Deuxièmement, Paris ne fait pas entièrement confiance au gouvernement Johnson. Les rares fois où Macron s'est entretenu avec Johnson, ses commentaires ont immédiatement fuité dans la presse britannique et, de surcroît, de façon déformée ou sortis de leurs contextes aux yeux de Paris. Le dénigrement permanent de la France est perçu comme une tentative de la part du gouvernement britannique de rejeter la faute sur les autres pour des problèmes dont il est largement à l’origine

Macron sait bien qu'un affaiblissement du Royaume-Uni ne serait ni dans l'intérêt de la France ni de l'Europe.

Les Français, à quelques exceptions près, ont tendance à rarement évoquer le Royaume-Uni et le Brexit, ce qui ne contribue pas à dissiper cette méfiance. Les rares occasions lors desquelles la France parle du gouvernement britannique, c'est souvent de manière négative.

Les actions françaises ont également suscité la colère de Londres. Cette dernière reproche à la France d'avoir exclu le Royaume-Uni du projet européen de satellite baptisé Galileo. Certains britanniques estiment aussi que la France a habilement profité des complications liées aux accords du Brexit pour faire de l’ombre aux sommets du G7 et de la COP26, organisés cette année par le Royaume-Uni. Le pays estime également que la France n'a pas fait beaucoup d’efforts pour l'inclure dans les discussions qu'elle a avec les pays de l'Indo-Pacifique, à l’image de l'Australie et de l'Inde.

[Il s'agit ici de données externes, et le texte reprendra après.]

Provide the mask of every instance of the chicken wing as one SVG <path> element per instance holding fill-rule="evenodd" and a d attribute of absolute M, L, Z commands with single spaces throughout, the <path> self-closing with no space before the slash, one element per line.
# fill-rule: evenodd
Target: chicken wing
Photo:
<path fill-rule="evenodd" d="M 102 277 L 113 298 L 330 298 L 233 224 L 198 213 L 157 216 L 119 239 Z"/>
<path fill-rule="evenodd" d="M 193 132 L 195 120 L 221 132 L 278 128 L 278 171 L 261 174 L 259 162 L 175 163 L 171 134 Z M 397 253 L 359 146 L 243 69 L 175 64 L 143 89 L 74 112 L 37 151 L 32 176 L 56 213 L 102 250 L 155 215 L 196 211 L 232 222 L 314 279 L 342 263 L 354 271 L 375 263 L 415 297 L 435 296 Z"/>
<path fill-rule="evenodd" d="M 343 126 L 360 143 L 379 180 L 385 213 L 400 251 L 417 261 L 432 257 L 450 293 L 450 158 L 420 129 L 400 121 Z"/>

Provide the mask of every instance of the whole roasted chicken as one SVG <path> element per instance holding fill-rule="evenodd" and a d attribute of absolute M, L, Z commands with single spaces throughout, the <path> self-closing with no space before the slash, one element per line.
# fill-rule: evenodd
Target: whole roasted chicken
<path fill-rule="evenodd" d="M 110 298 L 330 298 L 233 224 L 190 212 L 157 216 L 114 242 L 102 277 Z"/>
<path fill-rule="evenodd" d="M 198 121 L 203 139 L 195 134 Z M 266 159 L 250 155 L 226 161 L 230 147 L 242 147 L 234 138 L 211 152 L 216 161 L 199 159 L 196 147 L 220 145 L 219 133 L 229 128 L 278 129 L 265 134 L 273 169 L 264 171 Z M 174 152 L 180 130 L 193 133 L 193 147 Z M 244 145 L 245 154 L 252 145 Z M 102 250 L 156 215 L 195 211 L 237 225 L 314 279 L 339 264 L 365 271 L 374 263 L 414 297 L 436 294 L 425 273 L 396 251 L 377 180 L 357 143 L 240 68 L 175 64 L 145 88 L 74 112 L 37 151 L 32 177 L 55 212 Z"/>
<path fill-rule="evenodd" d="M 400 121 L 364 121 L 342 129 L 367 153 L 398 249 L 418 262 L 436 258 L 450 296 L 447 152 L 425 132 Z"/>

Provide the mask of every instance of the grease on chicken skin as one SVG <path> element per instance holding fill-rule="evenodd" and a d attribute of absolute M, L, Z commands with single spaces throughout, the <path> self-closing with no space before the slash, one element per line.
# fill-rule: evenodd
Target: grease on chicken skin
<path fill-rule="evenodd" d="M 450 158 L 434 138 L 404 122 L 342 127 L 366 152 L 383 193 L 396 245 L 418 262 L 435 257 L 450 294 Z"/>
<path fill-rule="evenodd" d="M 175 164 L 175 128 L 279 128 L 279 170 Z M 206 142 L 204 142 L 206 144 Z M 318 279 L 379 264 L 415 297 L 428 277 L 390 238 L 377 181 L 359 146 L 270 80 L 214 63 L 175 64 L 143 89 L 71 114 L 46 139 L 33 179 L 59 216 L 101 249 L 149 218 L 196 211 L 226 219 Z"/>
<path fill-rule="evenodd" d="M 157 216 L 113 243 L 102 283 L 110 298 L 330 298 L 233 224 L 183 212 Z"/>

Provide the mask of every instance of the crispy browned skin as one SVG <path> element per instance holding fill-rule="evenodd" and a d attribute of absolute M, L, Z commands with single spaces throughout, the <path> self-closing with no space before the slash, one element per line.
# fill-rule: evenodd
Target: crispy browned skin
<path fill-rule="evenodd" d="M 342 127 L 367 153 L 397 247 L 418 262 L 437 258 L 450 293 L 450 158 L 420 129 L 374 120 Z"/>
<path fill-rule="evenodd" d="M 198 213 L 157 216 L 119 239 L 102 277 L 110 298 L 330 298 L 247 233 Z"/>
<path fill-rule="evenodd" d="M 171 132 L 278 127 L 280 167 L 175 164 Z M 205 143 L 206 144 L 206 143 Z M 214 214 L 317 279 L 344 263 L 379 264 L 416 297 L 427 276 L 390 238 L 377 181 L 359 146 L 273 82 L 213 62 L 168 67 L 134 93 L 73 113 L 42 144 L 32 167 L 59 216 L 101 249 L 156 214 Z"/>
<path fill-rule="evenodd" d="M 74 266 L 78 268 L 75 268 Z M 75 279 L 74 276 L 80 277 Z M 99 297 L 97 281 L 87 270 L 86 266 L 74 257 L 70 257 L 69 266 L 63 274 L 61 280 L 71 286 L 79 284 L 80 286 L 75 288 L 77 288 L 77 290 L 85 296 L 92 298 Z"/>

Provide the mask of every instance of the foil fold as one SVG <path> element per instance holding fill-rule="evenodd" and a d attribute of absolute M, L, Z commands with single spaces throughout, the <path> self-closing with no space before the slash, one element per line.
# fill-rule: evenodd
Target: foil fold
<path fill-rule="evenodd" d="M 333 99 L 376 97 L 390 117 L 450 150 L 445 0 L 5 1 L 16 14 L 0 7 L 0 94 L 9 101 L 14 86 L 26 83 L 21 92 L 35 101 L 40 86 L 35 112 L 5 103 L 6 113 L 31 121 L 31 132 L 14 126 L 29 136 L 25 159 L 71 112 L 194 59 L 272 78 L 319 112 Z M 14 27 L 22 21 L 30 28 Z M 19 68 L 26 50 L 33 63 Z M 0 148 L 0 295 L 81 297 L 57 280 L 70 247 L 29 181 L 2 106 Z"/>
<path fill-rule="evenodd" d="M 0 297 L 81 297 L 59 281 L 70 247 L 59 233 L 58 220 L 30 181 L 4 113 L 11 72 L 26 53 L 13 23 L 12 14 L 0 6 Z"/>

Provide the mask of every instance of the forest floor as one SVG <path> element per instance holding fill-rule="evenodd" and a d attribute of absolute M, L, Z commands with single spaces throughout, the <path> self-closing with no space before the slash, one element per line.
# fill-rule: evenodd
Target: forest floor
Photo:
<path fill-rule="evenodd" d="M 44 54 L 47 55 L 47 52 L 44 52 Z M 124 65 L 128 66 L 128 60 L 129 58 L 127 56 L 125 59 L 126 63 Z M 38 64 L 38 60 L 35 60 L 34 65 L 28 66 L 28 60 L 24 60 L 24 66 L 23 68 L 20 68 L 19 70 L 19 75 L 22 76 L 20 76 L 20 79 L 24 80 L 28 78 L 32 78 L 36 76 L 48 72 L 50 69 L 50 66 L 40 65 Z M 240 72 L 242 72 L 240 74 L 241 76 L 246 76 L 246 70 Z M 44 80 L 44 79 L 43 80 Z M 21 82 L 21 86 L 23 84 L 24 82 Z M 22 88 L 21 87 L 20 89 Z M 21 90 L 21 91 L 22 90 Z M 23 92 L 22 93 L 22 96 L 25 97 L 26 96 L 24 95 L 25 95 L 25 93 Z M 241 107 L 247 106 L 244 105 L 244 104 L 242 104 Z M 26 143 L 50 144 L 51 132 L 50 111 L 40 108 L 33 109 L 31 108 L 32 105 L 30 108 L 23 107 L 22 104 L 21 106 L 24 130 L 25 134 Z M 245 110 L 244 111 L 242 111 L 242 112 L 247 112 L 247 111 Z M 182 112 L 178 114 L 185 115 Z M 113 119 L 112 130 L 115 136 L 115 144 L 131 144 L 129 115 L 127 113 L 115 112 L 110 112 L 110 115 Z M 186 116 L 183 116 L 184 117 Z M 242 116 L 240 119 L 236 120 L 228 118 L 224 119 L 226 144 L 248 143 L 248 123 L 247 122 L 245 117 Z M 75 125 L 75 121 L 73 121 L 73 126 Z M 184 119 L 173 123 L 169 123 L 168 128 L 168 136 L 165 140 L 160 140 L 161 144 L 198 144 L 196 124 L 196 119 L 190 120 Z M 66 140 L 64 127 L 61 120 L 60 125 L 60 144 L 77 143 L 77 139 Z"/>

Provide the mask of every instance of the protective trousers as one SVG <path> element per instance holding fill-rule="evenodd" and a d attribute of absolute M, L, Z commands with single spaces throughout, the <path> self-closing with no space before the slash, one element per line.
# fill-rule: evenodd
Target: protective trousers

Le gouvernement britannique a également très mal pris la décision du gouvernement français de fermer ses frontières aux poids lourds se rendant en France à l'approche de Noël 2019 en raison de la hausse des cas du Covid-19 outre-manche. La remise en question par Emmanuel Macron de la fiabilité du vaccin d'Oxford et AstraZeneca, qui était alors le vaccin le plus administré au Royaume-Uni contre le Covid-19, a alors été perçue comme une critique directe de la réponse britannique à la pandémie.

La mise à l'écart de l'UE sera contre-productive

Enfin, il y a l’Union européenne. Si la France souhaite un partenariat plus étroit avec le Royaume-Uni, elle tient à ce qu'il ne se fasse jamais au détriment de l'UE et du rôle qu’y joue la France. Le ton conflictuel du Royaume-Uni à l'égard de l'UE a rendu plus difficile la reprise des discussions entre le président français et le gouvernement britannique, d'autant plus que l'UE constitue un pilier central du programme de politique intérieure et étrangère d’Emmanuel Macron. Tant que la France restera membre de l’Union, une partie du portefeuille politique français sera aussi européen, notamment sur les sujets chinois, de coopération industrielle et de marchés publics de défense. N’en déplaise au Royaume-Uni. 

Une remise à zéro est-elle encore possible? Certainement. Mais pour cela, la France et le Royaume-Uni devront tous deux pouvoir croire en la bonne volonté de l’autre.